Niezwykłe przygody przytrafiają się dziecięcym bohaterom, mierzącym się z różnymi lękami i problemami. Czytelnik za sprawą opowiadań pozna chłopca, któremu zatrzymał się czas lub dziewczynkę, opiekującą się naprawdę strasznymi dziećmi, trafi do nawiedzonego domu lub auta, spotka robale i duchy. Opowiadania mają odpowiednią dla dzieci dawkę grozy, ale też sporo humoru. Historie pobudzają także do refleksji, ponieważ fabuła często krąży wokół rzeczywistych problemów dzieci i nastolatków, takich jak rówieśnicze kłótnie lub poczucie osamotnienia. Bardzo polecam, oprawa twarda, szyta.

Żaba

Autorka: Anja Franczak
Ilustracje: Marianna Sztyma
Wydawnictwo Albus

Poziom czytelniczy BD I/II

Anja Franczak jest założycielką Instytutu Dobrej Śmierci, który wspiera osoby, będące w żałobie. Jej najnowsza książka „Żaba” ma pomóc dzieciom zrozumieć, co się dzieje, kiedy ktoś bliski umiera. Ucieleśnieniem stanu żałoby w prezentowanej historii jest żaba, która pojawia się w życiu dziewczynki po śmierci babci. Kilkuletnia bohaterka jest smutna i wściekła, lecz na początku nie pozwala sobie na oznaki słabości. Jej nowa towarzyszka namawia ją do tego, by wyzwolić z siebie emocje, bo czasem płacz i krzyk są konieczne, by odczuć ulgę. Obie bohaterki w końcu oswajają się ze swoją obecnością, a nawet stają się przyjaciółkami – w końcu żaba ma moc przywoływania wspomnień z babcią. Po pewnym czasie żałobna towarzyszka staje się niewidoczna, pojawia się tylko w momentach tęsknoty za babcią. Dziewczynka dzięki żabie pogodziła się ze stratą bliskiej osoby, nauczyła się wyzwalać emocje i zrozumiała, że śmierć jest nieodłącznym elementem życia.

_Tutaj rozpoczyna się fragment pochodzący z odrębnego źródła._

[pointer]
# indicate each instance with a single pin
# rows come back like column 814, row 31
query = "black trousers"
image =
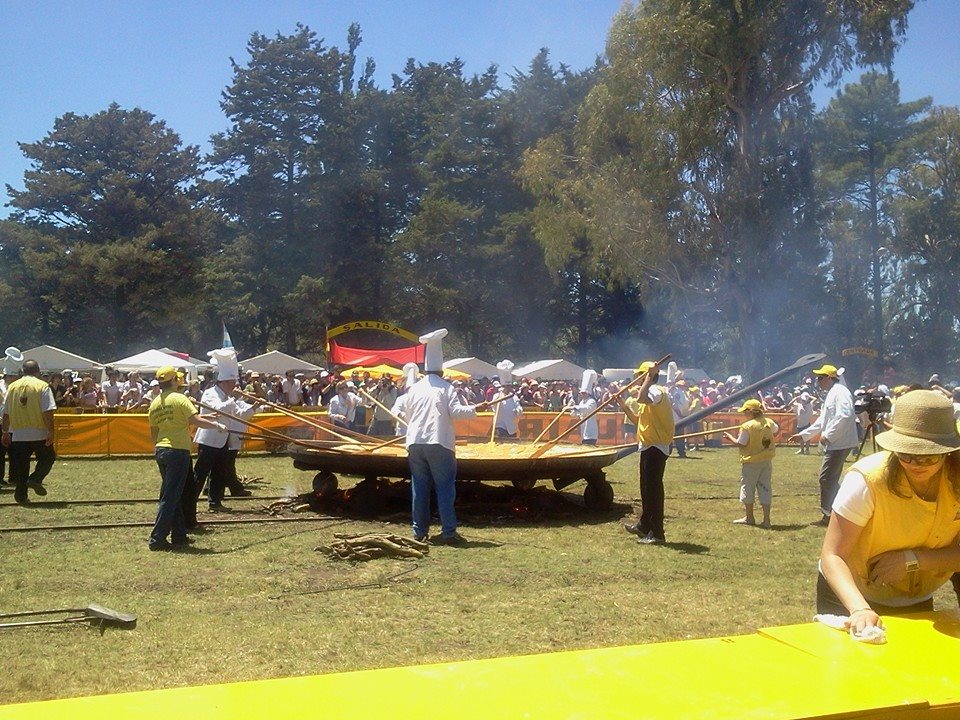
column 20, row 454
column 213, row 468
column 652, row 465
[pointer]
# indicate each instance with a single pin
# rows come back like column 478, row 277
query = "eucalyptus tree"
column 110, row 235
column 924, row 306
column 691, row 164
column 867, row 138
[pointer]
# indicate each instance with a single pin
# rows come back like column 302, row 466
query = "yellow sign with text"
column 371, row 325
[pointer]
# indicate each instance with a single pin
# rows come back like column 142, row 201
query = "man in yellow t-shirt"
column 757, row 449
column 654, row 420
column 28, row 429
column 170, row 416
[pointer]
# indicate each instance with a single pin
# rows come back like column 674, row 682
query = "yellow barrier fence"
column 129, row 433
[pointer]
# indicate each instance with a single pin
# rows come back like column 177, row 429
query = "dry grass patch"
column 257, row 601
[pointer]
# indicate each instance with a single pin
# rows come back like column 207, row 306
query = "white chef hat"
column 410, row 373
column 433, row 362
column 588, row 381
column 225, row 360
column 506, row 375
column 13, row 362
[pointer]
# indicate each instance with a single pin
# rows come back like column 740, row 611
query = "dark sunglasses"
column 921, row 460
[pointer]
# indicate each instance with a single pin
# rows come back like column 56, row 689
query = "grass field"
column 258, row 601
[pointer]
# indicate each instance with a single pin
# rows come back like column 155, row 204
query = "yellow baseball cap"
column 166, row 373
column 828, row 370
column 644, row 366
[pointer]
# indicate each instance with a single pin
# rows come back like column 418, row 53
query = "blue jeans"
column 433, row 466
column 174, row 466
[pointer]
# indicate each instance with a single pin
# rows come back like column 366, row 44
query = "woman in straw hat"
column 892, row 537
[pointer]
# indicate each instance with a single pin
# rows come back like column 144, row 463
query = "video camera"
column 871, row 403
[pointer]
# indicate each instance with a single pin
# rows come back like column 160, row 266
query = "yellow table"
column 922, row 655
column 741, row 677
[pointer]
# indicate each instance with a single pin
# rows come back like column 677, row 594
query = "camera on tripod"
column 871, row 403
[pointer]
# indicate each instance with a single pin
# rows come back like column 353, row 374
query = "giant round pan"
column 510, row 462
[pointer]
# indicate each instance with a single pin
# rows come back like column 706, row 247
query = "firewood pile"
column 278, row 507
column 370, row 546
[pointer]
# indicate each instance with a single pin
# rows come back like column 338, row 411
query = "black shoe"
column 651, row 539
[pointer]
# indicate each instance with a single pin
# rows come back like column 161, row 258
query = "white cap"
column 225, row 360
column 410, row 373
column 433, row 362
column 588, row 381
column 13, row 362
column 505, row 367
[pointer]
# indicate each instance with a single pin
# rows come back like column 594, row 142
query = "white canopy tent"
column 277, row 363
column 53, row 359
column 550, row 370
column 149, row 361
column 474, row 367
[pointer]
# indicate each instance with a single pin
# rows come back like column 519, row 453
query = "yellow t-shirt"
column 655, row 424
column 760, row 445
column 899, row 523
column 170, row 413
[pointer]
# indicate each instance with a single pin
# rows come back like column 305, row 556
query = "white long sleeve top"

Książka jest wyjątkowa i bardzo potrzebna. Za sprawą prostej symboliki z żabą w roli głównej, uczy i daje nadzieje. Piękne ilustracje Marianny Sztymy wpisują się w klimat książki, ale nie znaczy to, że są przygnębiające, wręcz przeciwnie – mimo dominacji szarości, są bardzo łagodne i miłe dla oka. Bardzo polecam tę książkę każdej bibliotece. Uważam, że rozmowy o śmierci, choć do łatwych nie należą, powinny być oswajane. Oprawa twarda, szyta.